UN mediator Christopher Ross ended up acknowledging implicitly that the informal negotiations on the Western Sahara issue that have been held since 2009 came to nothing. This is a logical consequence of the gap created after talks deviated from the spirit of realism and compromise advocated by the Security Council to end the conflict.
Instead of informal negotiation rounds, the personal envoy of the UN Secretary-General for Western Sahara has opted for a new approach, based on “diplomatic shuttles,” the aim being to encourage a resumption of negotiations on a firmer footing.
Through the diplomatic shuttles process, which was accepted by the Security Council members, Christopher Ross plans to extend the circle of his consultations and to hold further discussions with “international key players.”
This means that consultations will be expanded beyond the circle of the parties directly involved, namely Morocco, the Polisario, Algeria and Mauritania, as these consultations proved so far unsuccessful.
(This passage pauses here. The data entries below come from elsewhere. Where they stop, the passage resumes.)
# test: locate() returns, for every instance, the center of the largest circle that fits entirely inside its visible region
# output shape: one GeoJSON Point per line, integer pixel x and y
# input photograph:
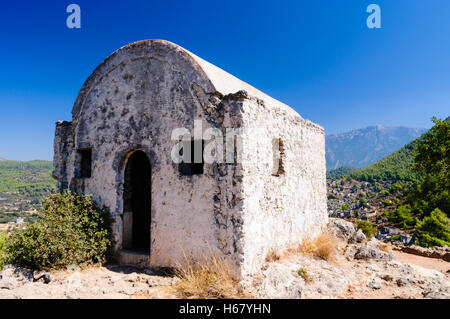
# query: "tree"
{"type": "Point", "coordinates": [434, 230]}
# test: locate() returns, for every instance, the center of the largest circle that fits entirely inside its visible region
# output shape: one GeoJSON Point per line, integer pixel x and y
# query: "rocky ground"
{"type": "Point", "coordinates": [361, 268]}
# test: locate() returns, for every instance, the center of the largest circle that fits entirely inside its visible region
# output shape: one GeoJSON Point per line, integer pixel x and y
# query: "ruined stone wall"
{"type": "Point", "coordinates": [281, 210]}
{"type": "Point", "coordinates": [240, 210]}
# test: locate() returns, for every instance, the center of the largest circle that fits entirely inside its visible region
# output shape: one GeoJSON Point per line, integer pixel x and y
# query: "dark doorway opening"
{"type": "Point", "coordinates": [137, 203]}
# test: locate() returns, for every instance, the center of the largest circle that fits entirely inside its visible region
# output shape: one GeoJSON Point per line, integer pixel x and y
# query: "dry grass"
{"type": "Point", "coordinates": [386, 247]}
{"type": "Point", "coordinates": [209, 279]}
{"type": "Point", "coordinates": [323, 246]}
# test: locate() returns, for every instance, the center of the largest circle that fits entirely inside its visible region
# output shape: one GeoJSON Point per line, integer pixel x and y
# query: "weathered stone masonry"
{"type": "Point", "coordinates": [133, 101]}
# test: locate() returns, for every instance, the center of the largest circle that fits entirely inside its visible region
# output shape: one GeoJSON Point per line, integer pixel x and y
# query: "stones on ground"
{"type": "Point", "coordinates": [341, 228]}
{"type": "Point", "coordinates": [401, 282]}
{"type": "Point", "coordinates": [371, 251]}
{"type": "Point", "coordinates": [358, 237]}
{"type": "Point", "coordinates": [374, 283]}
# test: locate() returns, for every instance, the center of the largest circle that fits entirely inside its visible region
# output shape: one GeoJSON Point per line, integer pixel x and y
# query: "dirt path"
{"type": "Point", "coordinates": [425, 262]}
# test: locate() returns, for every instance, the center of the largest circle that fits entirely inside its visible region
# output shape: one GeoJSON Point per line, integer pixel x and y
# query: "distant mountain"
{"type": "Point", "coordinates": [27, 179]}
{"type": "Point", "coordinates": [343, 170]}
{"type": "Point", "coordinates": [396, 166]}
{"type": "Point", "coordinates": [360, 148]}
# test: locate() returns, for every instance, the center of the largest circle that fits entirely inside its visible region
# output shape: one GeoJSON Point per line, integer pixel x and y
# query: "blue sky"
{"type": "Point", "coordinates": [318, 56]}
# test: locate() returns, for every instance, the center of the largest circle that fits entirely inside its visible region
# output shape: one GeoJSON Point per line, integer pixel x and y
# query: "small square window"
{"type": "Point", "coordinates": [85, 163]}
{"type": "Point", "coordinates": [193, 164]}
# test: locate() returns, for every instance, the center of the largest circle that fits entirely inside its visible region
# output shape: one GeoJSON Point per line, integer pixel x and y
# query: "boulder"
{"type": "Point", "coordinates": [341, 228]}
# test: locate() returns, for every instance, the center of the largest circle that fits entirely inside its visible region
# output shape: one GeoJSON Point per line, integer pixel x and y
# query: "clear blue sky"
{"type": "Point", "coordinates": [316, 55]}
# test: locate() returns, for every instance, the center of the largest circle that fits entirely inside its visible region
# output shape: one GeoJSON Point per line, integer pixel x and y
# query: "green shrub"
{"type": "Point", "coordinates": [434, 230]}
{"type": "Point", "coordinates": [3, 236]}
{"type": "Point", "coordinates": [367, 228]}
{"type": "Point", "coordinates": [72, 230]}
{"type": "Point", "coordinates": [304, 274]}
{"type": "Point", "coordinates": [387, 202]}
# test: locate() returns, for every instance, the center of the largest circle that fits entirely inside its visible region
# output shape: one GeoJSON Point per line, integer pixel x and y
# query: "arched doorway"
{"type": "Point", "coordinates": [137, 203]}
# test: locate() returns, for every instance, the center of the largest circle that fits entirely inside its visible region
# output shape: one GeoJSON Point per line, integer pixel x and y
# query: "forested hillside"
{"type": "Point", "coordinates": [22, 186]}
{"type": "Point", "coordinates": [394, 167]}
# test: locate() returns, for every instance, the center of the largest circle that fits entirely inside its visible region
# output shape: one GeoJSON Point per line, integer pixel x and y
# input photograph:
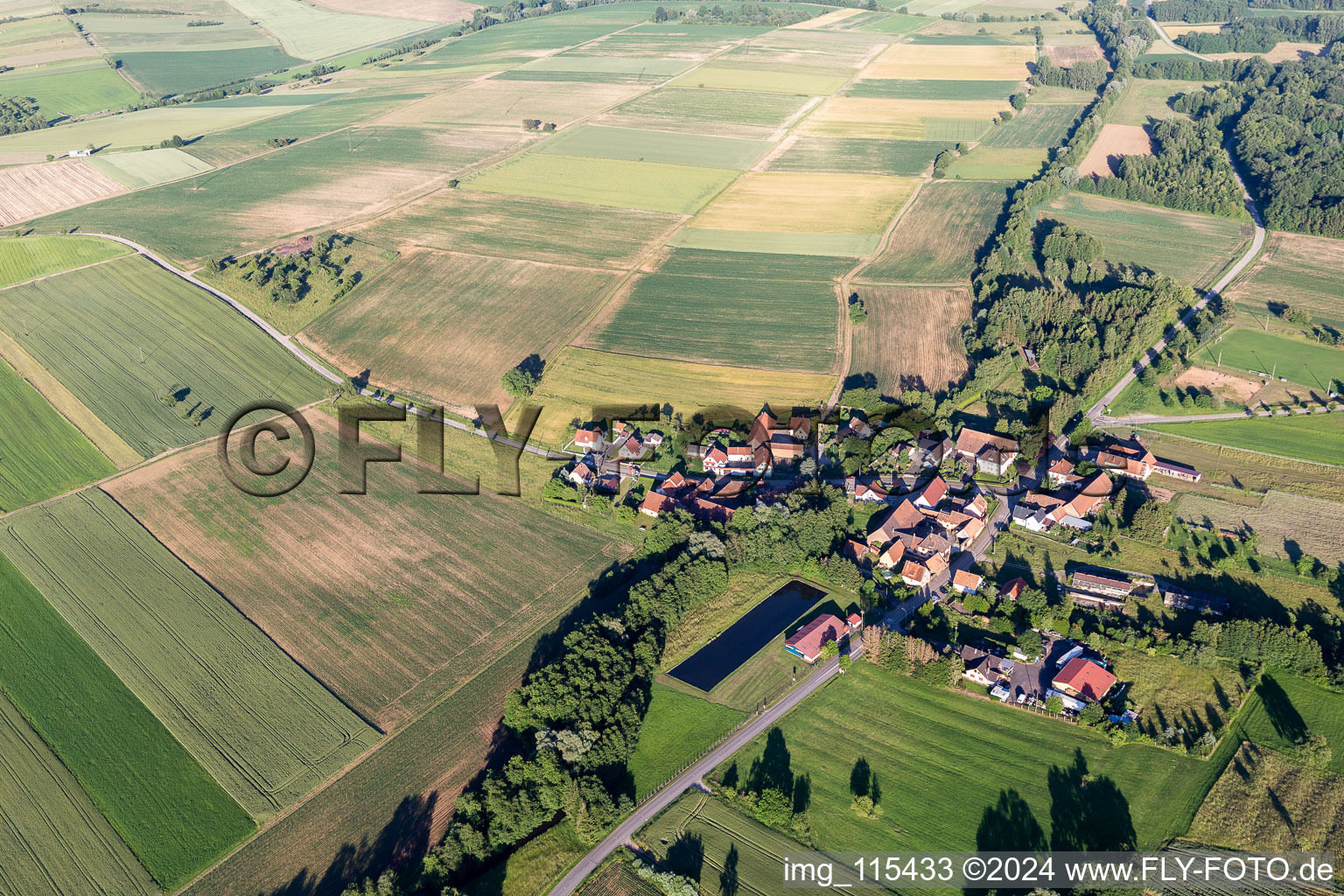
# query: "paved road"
{"type": "Point", "coordinates": [692, 775]}
{"type": "Point", "coordinates": [1097, 413]}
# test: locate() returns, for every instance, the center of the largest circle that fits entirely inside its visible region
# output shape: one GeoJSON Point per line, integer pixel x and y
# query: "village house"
{"type": "Point", "coordinates": [992, 454]}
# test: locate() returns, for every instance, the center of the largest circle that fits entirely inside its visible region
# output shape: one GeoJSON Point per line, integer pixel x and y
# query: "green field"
{"type": "Point", "coordinates": [1037, 125]}
{"type": "Point", "coordinates": [651, 145]}
{"type": "Point", "coordinates": [158, 798]}
{"type": "Point", "coordinates": [52, 840]}
{"type": "Point", "coordinates": [524, 228]}
{"type": "Point", "coordinates": [860, 155]}
{"type": "Point", "coordinates": [680, 190]}
{"type": "Point", "coordinates": [40, 453]}
{"type": "Point", "coordinates": [150, 167]}
{"type": "Point", "coordinates": [937, 238]}
{"type": "Point", "coordinates": [1296, 360]}
{"type": "Point", "coordinates": [990, 163]}
{"type": "Point", "coordinates": [1308, 438]}
{"type": "Point", "coordinates": [1183, 245]}
{"type": "Point", "coordinates": [262, 727]}
{"type": "Point", "coordinates": [677, 727]}
{"type": "Point", "coordinates": [122, 335]}
{"type": "Point", "coordinates": [724, 321]}
{"type": "Point", "coordinates": [32, 256]}
{"type": "Point", "coordinates": [967, 752]}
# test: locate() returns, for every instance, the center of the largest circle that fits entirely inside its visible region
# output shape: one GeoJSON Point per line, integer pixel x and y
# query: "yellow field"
{"type": "Point", "coordinates": [808, 203]}
{"type": "Point", "coordinates": [578, 379]}
{"type": "Point", "coordinates": [885, 118]}
{"type": "Point", "coordinates": [952, 62]}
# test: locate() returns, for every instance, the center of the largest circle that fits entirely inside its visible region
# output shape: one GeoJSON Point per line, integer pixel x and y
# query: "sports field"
{"type": "Point", "coordinates": [449, 326]}
{"type": "Point", "coordinates": [1296, 360]}
{"type": "Point", "coordinates": [808, 203]}
{"type": "Point", "coordinates": [1150, 793]}
{"type": "Point", "coordinates": [937, 240]}
{"type": "Point", "coordinates": [124, 335]}
{"type": "Point", "coordinates": [1183, 245]}
{"type": "Point", "coordinates": [577, 381]}
{"type": "Point", "coordinates": [152, 792]}
{"type": "Point", "coordinates": [912, 338]}
{"type": "Point", "coordinates": [680, 190]}
{"type": "Point", "coordinates": [770, 324]}
{"type": "Point", "coordinates": [1298, 271]}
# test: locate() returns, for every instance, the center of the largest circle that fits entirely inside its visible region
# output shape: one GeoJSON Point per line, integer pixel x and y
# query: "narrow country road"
{"type": "Point", "coordinates": [1097, 413]}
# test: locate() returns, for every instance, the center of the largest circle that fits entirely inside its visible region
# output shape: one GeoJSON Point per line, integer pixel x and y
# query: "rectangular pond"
{"type": "Point", "coordinates": [741, 641]}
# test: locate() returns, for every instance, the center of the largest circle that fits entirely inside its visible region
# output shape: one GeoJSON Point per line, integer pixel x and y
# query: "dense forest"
{"type": "Point", "coordinates": [1190, 171]}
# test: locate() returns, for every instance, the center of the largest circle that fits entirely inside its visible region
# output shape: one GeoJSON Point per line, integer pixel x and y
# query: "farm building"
{"type": "Point", "coordinates": [1083, 679]}
{"type": "Point", "coordinates": [808, 641]}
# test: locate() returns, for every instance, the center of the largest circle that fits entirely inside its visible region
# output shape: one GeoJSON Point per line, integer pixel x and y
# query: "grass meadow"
{"type": "Point", "coordinates": [770, 324]}
{"type": "Point", "coordinates": [43, 453]}
{"type": "Point", "coordinates": [937, 240]}
{"type": "Point", "coordinates": [258, 723]}
{"type": "Point", "coordinates": [460, 579]}
{"type": "Point", "coordinates": [122, 335]}
{"type": "Point", "coordinates": [897, 724]}
{"type": "Point", "coordinates": [677, 727]}
{"type": "Point", "coordinates": [577, 381]}
{"type": "Point", "coordinates": [1183, 245]}
{"type": "Point", "coordinates": [156, 797]}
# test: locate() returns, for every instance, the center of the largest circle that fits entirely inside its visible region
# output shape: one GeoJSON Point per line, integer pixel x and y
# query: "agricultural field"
{"type": "Point", "coordinates": [1037, 125]}
{"type": "Point", "coordinates": [449, 326]}
{"type": "Point", "coordinates": [156, 336]}
{"type": "Point", "coordinates": [150, 167]}
{"type": "Point", "coordinates": [52, 840]}
{"type": "Point", "coordinates": [1289, 526]}
{"type": "Point", "coordinates": [577, 381]}
{"type": "Point", "coordinates": [1313, 438]}
{"type": "Point", "coordinates": [937, 240]}
{"type": "Point", "coordinates": [1294, 359]}
{"type": "Point", "coordinates": [1191, 248]}
{"type": "Point", "coordinates": [43, 453]}
{"type": "Point", "coordinates": [541, 230]}
{"type": "Point", "coordinates": [912, 338]}
{"type": "Point", "coordinates": [30, 191]}
{"type": "Point", "coordinates": [1152, 793]}
{"type": "Point", "coordinates": [458, 584]}
{"type": "Point", "coordinates": [150, 790]}
{"type": "Point", "coordinates": [807, 203]}
{"type": "Point", "coordinates": [32, 256]}
{"type": "Point", "coordinates": [258, 723]}
{"type": "Point", "coordinates": [993, 163]}
{"type": "Point", "coordinates": [677, 727]}
{"type": "Point", "coordinates": [1294, 271]}
{"type": "Point", "coordinates": [679, 190]}
{"type": "Point", "coordinates": [769, 324]}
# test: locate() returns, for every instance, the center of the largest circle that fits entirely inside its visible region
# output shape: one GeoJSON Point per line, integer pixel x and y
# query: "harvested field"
{"type": "Point", "coordinates": [32, 191]}
{"type": "Point", "coordinates": [912, 338]}
{"type": "Point", "coordinates": [1298, 271]}
{"type": "Point", "coordinates": [1183, 245]}
{"type": "Point", "coordinates": [449, 326]}
{"type": "Point", "coordinates": [90, 326]}
{"type": "Point", "coordinates": [937, 240]}
{"type": "Point", "coordinates": [902, 118]}
{"type": "Point", "coordinates": [579, 379]}
{"type": "Point", "coordinates": [529, 228]}
{"type": "Point", "coordinates": [952, 62]}
{"type": "Point", "coordinates": [1115, 143]}
{"type": "Point", "coordinates": [770, 324]}
{"type": "Point", "coordinates": [458, 580]}
{"type": "Point", "coordinates": [679, 190]}
{"type": "Point", "coordinates": [808, 203]}
{"type": "Point", "coordinates": [258, 723]}
{"type": "Point", "coordinates": [150, 790]}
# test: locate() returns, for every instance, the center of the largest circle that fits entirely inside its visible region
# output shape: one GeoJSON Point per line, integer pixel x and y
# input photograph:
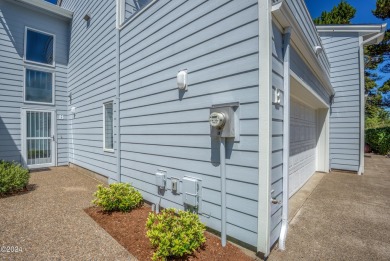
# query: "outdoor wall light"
{"type": "Point", "coordinates": [87, 17]}
{"type": "Point", "coordinates": [318, 50]}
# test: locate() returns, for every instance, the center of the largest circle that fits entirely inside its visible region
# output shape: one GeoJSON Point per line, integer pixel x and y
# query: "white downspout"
{"type": "Point", "coordinates": [362, 103]}
{"type": "Point", "coordinates": [120, 10]}
{"type": "Point", "coordinates": [362, 96]}
{"type": "Point", "coordinates": [286, 136]}
{"type": "Point", "coordinates": [265, 127]}
{"type": "Point", "coordinates": [222, 165]}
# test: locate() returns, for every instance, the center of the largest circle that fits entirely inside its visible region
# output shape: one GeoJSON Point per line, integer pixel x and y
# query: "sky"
{"type": "Point", "coordinates": [363, 15]}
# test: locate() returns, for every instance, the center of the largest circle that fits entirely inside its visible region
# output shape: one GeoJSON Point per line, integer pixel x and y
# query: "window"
{"type": "Point", "coordinates": [38, 86]}
{"type": "Point", "coordinates": [133, 6]}
{"type": "Point", "coordinates": [108, 127]}
{"type": "Point", "coordinates": [39, 47]}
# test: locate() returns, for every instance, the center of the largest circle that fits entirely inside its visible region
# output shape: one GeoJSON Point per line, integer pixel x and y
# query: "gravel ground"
{"type": "Point", "coordinates": [48, 223]}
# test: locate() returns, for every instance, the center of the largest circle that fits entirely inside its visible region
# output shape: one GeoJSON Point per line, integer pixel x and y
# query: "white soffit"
{"type": "Point", "coordinates": [372, 32]}
{"type": "Point", "coordinates": [46, 7]}
{"type": "Point", "coordinates": [285, 18]}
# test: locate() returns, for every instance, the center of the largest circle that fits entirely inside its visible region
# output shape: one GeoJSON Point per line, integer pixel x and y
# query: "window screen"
{"type": "Point", "coordinates": [133, 6]}
{"type": "Point", "coordinates": [108, 126]}
{"type": "Point", "coordinates": [39, 47]}
{"type": "Point", "coordinates": [39, 86]}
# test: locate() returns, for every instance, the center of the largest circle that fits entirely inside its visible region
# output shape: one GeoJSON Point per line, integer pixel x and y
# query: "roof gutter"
{"type": "Point", "coordinates": [368, 34]}
{"type": "Point", "coordinates": [46, 7]}
{"type": "Point", "coordinates": [283, 15]}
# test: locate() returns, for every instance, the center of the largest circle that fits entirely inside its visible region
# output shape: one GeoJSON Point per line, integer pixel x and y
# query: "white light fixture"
{"type": "Point", "coordinates": [182, 80]}
{"type": "Point", "coordinates": [87, 17]}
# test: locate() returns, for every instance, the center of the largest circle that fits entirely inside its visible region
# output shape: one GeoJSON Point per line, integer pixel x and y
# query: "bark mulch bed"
{"type": "Point", "coordinates": [129, 230]}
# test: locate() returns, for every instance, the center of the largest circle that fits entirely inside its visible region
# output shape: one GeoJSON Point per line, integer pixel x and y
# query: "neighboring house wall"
{"type": "Point", "coordinates": [343, 53]}
{"type": "Point", "coordinates": [92, 75]}
{"type": "Point", "coordinates": [13, 20]}
{"type": "Point", "coordinates": [277, 133]}
{"type": "Point", "coordinates": [161, 127]}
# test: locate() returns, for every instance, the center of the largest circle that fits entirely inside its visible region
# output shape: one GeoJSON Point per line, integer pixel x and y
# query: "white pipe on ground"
{"type": "Point", "coordinates": [286, 136]}
{"type": "Point", "coordinates": [222, 165]}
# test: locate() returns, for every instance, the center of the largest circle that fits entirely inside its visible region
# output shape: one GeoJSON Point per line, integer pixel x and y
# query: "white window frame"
{"type": "Point", "coordinates": [25, 47]}
{"type": "Point", "coordinates": [104, 126]}
{"type": "Point", "coordinates": [53, 84]}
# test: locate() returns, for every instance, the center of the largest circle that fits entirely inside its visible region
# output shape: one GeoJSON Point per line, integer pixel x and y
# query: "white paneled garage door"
{"type": "Point", "coordinates": [303, 140]}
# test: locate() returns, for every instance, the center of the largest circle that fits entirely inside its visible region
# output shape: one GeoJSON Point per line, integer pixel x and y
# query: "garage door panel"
{"type": "Point", "coordinates": [303, 143]}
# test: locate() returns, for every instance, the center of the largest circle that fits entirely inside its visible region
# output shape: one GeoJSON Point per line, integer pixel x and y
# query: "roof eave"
{"type": "Point", "coordinates": [47, 7]}
{"type": "Point", "coordinates": [353, 28]}
{"type": "Point", "coordinates": [284, 16]}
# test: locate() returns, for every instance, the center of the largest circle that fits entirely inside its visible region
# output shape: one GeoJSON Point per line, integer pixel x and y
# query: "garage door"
{"type": "Point", "coordinates": [303, 140]}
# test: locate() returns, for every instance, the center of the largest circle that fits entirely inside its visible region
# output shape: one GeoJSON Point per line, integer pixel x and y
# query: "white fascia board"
{"type": "Point", "coordinates": [353, 28]}
{"type": "Point", "coordinates": [285, 18]}
{"type": "Point", "coordinates": [45, 6]}
{"type": "Point", "coordinates": [371, 33]}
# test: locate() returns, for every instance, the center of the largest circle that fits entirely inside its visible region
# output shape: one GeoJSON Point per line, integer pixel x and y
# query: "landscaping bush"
{"type": "Point", "coordinates": [174, 234]}
{"type": "Point", "coordinates": [379, 140]}
{"type": "Point", "coordinates": [117, 197]}
{"type": "Point", "coordinates": [13, 177]}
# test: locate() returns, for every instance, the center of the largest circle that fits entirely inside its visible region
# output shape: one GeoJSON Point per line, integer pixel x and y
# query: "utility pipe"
{"type": "Point", "coordinates": [118, 107]}
{"type": "Point", "coordinates": [286, 136]}
{"type": "Point", "coordinates": [222, 165]}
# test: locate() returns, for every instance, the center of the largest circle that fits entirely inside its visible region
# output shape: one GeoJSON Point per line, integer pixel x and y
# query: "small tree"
{"type": "Point", "coordinates": [340, 14]}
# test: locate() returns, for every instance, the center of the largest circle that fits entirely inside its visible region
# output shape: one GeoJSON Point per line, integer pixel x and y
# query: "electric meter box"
{"type": "Point", "coordinates": [228, 123]}
{"type": "Point", "coordinates": [191, 191]}
{"type": "Point", "coordinates": [160, 178]}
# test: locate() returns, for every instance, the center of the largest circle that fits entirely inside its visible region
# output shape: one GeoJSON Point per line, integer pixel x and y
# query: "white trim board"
{"type": "Point", "coordinates": [45, 7]}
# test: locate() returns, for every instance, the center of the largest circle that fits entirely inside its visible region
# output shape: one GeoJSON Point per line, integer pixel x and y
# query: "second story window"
{"type": "Point", "coordinates": [38, 86]}
{"type": "Point", "coordinates": [133, 6]}
{"type": "Point", "coordinates": [39, 47]}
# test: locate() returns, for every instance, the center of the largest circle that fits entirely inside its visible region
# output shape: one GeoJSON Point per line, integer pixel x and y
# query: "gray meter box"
{"type": "Point", "coordinates": [231, 126]}
{"type": "Point", "coordinates": [161, 178]}
{"type": "Point", "coordinates": [191, 191]}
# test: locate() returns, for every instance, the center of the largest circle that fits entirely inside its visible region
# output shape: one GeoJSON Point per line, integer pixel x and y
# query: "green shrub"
{"type": "Point", "coordinates": [117, 197]}
{"type": "Point", "coordinates": [174, 233]}
{"type": "Point", "coordinates": [13, 177]}
{"type": "Point", "coordinates": [379, 140]}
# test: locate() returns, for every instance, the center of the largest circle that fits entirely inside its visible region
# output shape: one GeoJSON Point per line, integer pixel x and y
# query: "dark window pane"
{"type": "Point", "coordinates": [39, 47]}
{"type": "Point", "coordinates": [133, 6]}
{"type": "Point", "coordinates": [39, 86]}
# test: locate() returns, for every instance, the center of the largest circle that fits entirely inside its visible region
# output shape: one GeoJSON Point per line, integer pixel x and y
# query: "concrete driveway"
{"type": "Point", "coordinates": [49, 223]}
{"type": "Point", "coordinates": [346, 217]}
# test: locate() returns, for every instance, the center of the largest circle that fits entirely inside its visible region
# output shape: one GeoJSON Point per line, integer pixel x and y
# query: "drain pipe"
{"type": "Point", "coordinates": [286, 136]}
{"type": "Point", "coordinates": [117, 96]}
{"type": "Point", "coordinates": [222, 165]}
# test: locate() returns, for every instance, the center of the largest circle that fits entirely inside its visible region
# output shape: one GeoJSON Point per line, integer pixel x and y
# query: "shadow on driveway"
{"type": "Point", "coordinates": [347, 217]}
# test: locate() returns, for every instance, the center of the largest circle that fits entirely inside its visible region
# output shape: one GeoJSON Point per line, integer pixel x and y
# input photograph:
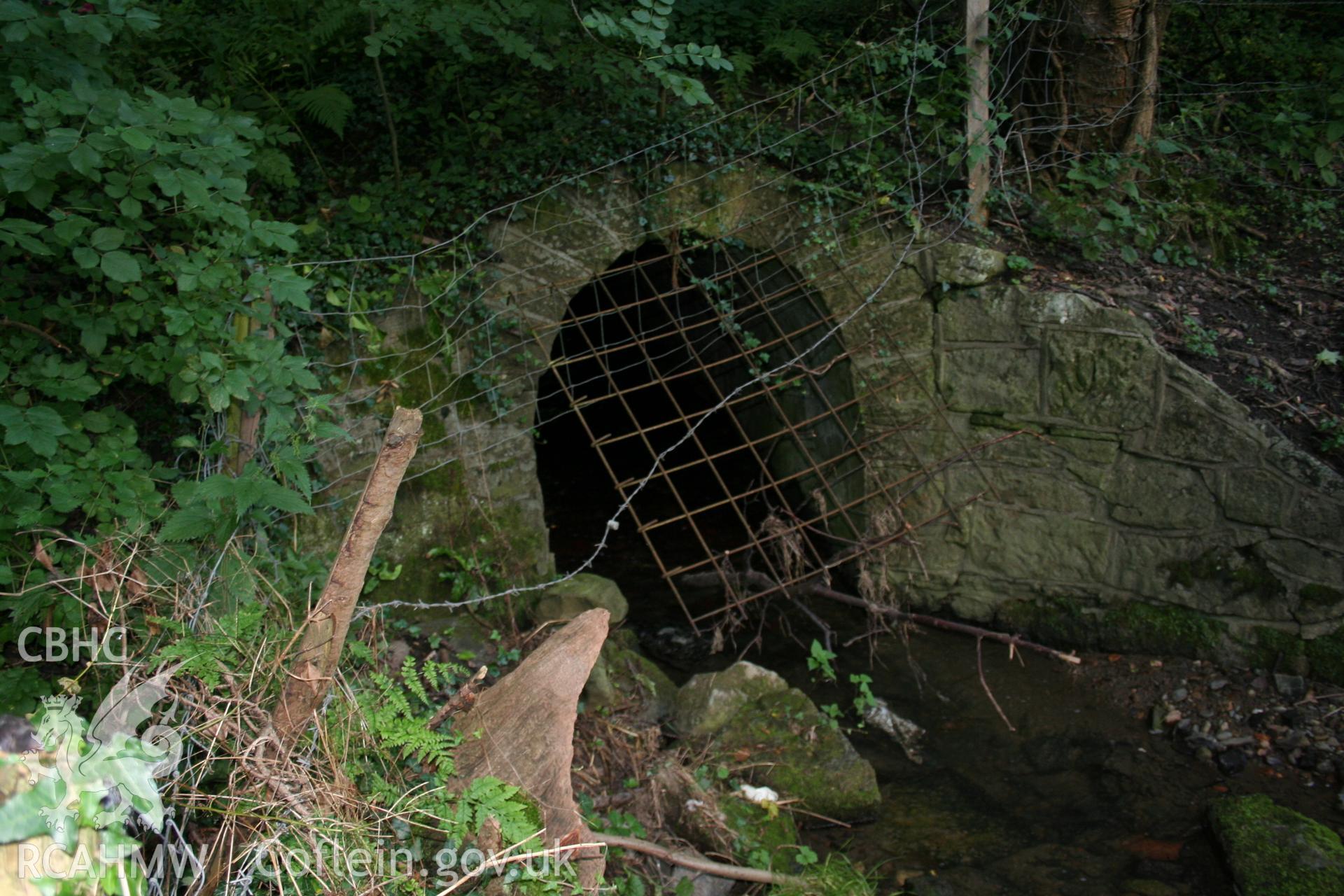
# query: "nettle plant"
{"type": "Point", "coordinates": [141, 295]}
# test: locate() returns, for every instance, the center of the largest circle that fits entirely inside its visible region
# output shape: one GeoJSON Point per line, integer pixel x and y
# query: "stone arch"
{"type": "Point", "coordinates": [662, 365]}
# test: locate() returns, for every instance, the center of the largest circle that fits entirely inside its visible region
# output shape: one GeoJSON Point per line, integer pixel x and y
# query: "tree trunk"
{"type": "Point", "coordinates": [1091, 81]}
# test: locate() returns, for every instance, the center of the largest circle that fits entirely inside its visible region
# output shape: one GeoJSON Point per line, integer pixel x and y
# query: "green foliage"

Ross’s consultations will thus encompass influential powers that can have an impact on the issue.

France and the United States- which are both part of the group of “the Western Sahara Friends” – have already expressed backing to the Moroccan autonomy plan. For Washington, for Paris and for other world capitals, the autonomy plan provides a sound basis for negotiations.
This standpoint which is adopted by an increasing number of countries is not unrelated to the risk of destabilization in the region, caused by the rise of terrorist and separatist movements in the Sahel. The situation in neighboring Mali, whose northern parts are under the control of small separatist groups and Islamist jihadists linked to Al Qaeda, is the worst example of this risk.